Christian Curriculum

A Texas school district removes and revises dozens of disputed books, including the Bible and an adaptation of Anne Frank

By Andy Rose and Elizabeth Wolfe, CNN

Officials at a school district near Fort Worth, Texas, have ordered school staff and librarians to temporarily remove books that have been challenged through the district’s official complaint process over the past school year, including the Bible and an illustrated adaptation of Anne Frank’s diary.

The Keller Independent School District Board of Trustees passed policies last week that set new standards for how books and other learning materials are chosen for schools, including subjecting books to a 30-day public review. days before they are purchased by libraries and removing the disputed material from the shelves. while they are under review.

“Right now, the Keller ISD administration is asking our staff and campus librarians to review books that were challenged in the past year to determine if they meet the requirements of the new policy,” said the school district in a statement after an email sent to principals about the policy was obtained by the Texas Tribune newspaper.

“All of the books included in Tuesday’s email have been included in the Keller ISD Book Challenge list within the past year. Books that meet the new guidelines will be returned to libraries as soon as it is confirmed that they comply with the new policy,” the statement read.

The Keller School District allows parents, employees, and district residents to file formal objections or challenges to books and instructional materials used in schools. A committee then reviews whether the materials are educationally appropriate and decides whether the materials will remain in schools, the district’s website says.

The group may also decide to limit the use of the material to particular grade levels or to students who obtain parental permission.

Books that have been challenged over the past year include some that explore LGBTQ experiences, such as George M. Johnson’s “All Boys Aren’t Blue,” which the committee decided to keep in high schools, and “Gender Queer” by Maia Kobabe, which has been removed from district campuses, according to the district’s website. Toni Morrison’s novel “The Bluest Eye” was also challenged and upheld by the committee.

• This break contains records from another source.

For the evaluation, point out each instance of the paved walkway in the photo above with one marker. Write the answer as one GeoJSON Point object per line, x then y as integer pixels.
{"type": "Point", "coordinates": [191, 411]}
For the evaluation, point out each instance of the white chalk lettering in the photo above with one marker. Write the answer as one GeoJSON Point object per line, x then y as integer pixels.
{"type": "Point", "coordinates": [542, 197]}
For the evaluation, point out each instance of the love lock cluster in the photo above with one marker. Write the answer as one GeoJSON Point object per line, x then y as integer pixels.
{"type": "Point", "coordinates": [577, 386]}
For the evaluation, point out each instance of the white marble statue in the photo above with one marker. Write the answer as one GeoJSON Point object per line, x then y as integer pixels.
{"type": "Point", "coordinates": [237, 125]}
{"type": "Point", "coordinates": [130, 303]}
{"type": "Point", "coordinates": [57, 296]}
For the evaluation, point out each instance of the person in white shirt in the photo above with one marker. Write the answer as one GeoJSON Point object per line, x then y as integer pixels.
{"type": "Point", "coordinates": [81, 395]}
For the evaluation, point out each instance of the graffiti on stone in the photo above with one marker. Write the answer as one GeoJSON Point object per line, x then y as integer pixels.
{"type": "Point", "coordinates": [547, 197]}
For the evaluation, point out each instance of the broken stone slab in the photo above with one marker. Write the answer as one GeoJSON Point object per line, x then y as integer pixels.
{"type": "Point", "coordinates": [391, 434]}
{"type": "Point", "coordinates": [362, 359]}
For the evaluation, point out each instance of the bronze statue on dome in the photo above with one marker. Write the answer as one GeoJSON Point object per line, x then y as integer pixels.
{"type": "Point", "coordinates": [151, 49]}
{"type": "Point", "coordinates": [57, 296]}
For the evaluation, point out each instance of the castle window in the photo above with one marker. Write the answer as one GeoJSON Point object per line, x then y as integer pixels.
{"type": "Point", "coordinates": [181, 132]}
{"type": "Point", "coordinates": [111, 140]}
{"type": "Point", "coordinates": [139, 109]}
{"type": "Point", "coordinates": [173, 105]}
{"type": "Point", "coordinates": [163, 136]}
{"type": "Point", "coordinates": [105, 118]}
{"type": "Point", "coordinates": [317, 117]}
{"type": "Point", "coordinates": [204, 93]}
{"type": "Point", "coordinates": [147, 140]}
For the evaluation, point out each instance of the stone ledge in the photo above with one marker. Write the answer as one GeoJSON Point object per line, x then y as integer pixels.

The new library and educational materials policies were unanimously approved by the board on August 8th. The decision came as discussions about books and school library programs have become key issues across the country. An April analysis by PEN America, an advocacy organization for literature and free speech, found that 1,586 books were banned in 86 school districts in 26 states from July 31, 2021 through March 31, 2022. The Texas led the country with the most book bans at 713, according to the analysis, followed by Pennsylvania and Florida.

“We are very pleased that our new, unawakened school board has made these changes,” a speaker said during the public comment portion of the August 8 Keller school board meeting. “This is just the beginning, I hope.”

Wednesday is the first day back to school for the district.